It’s really surprising how many of these people honestly seem to believe they got where they are all on their own, or who think all progress should stop once they’ve gotten what they want.
I remember being particularly pissed off about the music class because I had transferred in from a different university, and was for three semesters assured by three different arts & sciences advisors that my arts credit requirements were in the bag.
Then I went a fourth time, just to be sure and I hear “uh-oh! all your art credits are in the applied arts. You’ll need a fine arts course” add that to needing one honors course and there being an honors ethnomusicology course but no honors physics courses, and there I am, sputtering in outrage because this clearly unreasonable man expects me to hear the difference between 3/4 time and 4/4 time just by listening. If I had those talents, I’d play a fucking instrument. Give me my C and let me go home.
I normally like my humanities credits. But this semester, I had to take Microeconomics (which is humanities, but has the audacity to pawn itself off as a science). I got a 100 on the first exam, all while going “I don’t care, I don’t care, I don’t care” in my head.

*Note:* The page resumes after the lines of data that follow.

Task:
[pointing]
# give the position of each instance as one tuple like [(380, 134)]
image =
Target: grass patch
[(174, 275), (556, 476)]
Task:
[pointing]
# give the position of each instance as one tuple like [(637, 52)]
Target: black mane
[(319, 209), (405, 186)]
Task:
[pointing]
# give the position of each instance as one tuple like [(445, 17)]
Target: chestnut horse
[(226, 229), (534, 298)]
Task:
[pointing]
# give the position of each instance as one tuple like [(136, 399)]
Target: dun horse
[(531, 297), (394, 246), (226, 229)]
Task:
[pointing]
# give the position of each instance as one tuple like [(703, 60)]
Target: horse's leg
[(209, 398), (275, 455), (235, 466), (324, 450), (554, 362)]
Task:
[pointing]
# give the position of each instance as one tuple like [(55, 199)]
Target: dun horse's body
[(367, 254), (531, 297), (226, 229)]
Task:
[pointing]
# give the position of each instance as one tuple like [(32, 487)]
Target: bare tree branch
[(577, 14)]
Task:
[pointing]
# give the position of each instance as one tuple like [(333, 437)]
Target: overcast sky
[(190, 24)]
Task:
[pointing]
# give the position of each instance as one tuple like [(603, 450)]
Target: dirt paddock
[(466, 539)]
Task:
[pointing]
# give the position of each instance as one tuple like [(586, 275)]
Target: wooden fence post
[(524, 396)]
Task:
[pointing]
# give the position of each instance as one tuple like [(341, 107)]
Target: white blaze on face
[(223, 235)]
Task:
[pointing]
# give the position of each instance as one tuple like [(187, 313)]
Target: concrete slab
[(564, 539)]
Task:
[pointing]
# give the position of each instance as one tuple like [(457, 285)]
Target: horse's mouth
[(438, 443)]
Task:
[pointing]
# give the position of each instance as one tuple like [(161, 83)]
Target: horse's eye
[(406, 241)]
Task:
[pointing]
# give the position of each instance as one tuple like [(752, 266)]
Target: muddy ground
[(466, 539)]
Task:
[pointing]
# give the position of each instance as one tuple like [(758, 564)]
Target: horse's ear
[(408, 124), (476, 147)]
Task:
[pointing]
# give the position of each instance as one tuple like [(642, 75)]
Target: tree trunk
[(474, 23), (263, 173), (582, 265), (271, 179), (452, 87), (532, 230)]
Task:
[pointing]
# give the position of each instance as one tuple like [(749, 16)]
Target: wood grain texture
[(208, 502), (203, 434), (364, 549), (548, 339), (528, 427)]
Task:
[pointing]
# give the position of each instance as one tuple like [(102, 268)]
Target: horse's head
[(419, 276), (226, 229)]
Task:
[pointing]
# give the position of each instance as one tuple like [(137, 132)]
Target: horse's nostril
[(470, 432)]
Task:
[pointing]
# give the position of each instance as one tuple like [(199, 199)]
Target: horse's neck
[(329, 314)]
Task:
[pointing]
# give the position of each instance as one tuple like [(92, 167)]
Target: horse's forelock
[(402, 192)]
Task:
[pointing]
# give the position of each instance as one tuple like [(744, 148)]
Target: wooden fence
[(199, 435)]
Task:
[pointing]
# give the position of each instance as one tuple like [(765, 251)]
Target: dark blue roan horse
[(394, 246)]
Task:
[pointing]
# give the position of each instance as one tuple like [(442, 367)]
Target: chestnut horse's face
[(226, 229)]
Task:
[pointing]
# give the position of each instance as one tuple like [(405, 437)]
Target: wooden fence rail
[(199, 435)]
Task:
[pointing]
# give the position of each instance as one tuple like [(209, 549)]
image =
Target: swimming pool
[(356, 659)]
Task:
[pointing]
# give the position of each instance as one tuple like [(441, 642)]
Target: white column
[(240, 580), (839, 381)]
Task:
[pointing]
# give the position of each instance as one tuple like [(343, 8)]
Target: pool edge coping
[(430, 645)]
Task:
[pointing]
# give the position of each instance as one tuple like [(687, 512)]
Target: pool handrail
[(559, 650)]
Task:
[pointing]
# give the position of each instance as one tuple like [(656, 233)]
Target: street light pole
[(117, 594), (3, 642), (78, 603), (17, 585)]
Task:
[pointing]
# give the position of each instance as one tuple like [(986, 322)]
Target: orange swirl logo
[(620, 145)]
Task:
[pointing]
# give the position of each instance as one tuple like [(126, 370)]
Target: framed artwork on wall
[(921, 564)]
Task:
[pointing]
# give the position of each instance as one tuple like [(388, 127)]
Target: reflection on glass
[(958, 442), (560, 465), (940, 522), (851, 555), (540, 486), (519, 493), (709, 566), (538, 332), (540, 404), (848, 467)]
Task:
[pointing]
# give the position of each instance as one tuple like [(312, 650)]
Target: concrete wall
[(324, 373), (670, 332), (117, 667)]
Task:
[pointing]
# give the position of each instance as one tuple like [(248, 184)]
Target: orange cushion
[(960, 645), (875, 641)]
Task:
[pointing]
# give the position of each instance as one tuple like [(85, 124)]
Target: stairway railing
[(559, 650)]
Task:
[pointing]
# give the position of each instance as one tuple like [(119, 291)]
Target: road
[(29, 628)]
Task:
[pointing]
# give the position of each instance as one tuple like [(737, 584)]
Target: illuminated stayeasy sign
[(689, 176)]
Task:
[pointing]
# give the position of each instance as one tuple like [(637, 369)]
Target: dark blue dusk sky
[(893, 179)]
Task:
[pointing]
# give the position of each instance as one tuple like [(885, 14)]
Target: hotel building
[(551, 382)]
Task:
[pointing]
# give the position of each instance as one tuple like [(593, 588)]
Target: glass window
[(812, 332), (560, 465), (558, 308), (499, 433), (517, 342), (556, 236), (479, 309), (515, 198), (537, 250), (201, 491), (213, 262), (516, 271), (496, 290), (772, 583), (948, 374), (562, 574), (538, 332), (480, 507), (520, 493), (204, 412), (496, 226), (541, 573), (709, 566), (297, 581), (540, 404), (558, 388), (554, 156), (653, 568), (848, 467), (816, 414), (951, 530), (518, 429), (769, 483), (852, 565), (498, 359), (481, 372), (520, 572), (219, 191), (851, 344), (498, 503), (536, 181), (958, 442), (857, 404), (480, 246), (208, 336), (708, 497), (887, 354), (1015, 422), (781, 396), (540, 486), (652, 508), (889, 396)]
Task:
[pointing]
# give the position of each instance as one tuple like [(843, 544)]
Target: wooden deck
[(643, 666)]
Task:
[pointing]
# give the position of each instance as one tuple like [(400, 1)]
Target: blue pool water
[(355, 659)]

isn’t it strange to look back at the sorts of crap you put up with? i also worked a school-break job for three years at a male-dominated place — a cigar shop — and i know it’s not exactly a prestigious sort of job, but we could wear whatever we wanted and play our own music in the store and smoke on the job, and i thought it was just about the coolest place to work ever, being the obsessed-with-empire-records-sort and all … I was the only girl there and at the time I realized, obviously, that I was being sexually harassed left and right by my coworkers — not just verbal, but ass-pats and the like, and once my 30-something married boss even whipped his dick out in the storage room … and yet, it kind of never occurred to me that this was something I should really be offended/annoyed by, that i had a right to, in anything but a vague way … it was just, like, well, i’m a girl in this male-dominated place, so I guess this is what I have to put up with in order to work here ….
it’s not like it was scarring in any sort of giant sense, but I just sort of find it amazing to look back at and marvel at my lack-of-reaction …
sorry for the lack of response and it’s lack-of-relevance to the focus of this post, yo. your description of your summer employment just struck a chord ….
long response, I meant
Count me among the people who are surprised this woman had the free time to hack out a rant like this while studying engineering. I remember touring a university’s computer science department when I was still debating where to apply, and the one female professor kept telling me how wonderful it’d be to have another woman in the program. They had a support group! Because it’s so hard to work with men all the time! I could join! I was like, lady, I’m a software engineer. When the hell do you think I’ll have time to join your coffee klatch and bitch about the boys? And if I do have free time, why’d I sit around and kvetch when I could be at a LAN party with said boys?
I don’t recall whether my uni had women’s study courses. I did take a Women in Art History course, though. It was taught by a woman, but she was bizarrely uptight. I’m sorry, if you can’t say the words “rape” or “vagina” aloud without blushing and stuttering, maaaybe you shouldn’t be teaching a course focusing on people like Artemisia Gentileschi and Georgia O’Keefe? Just a thought?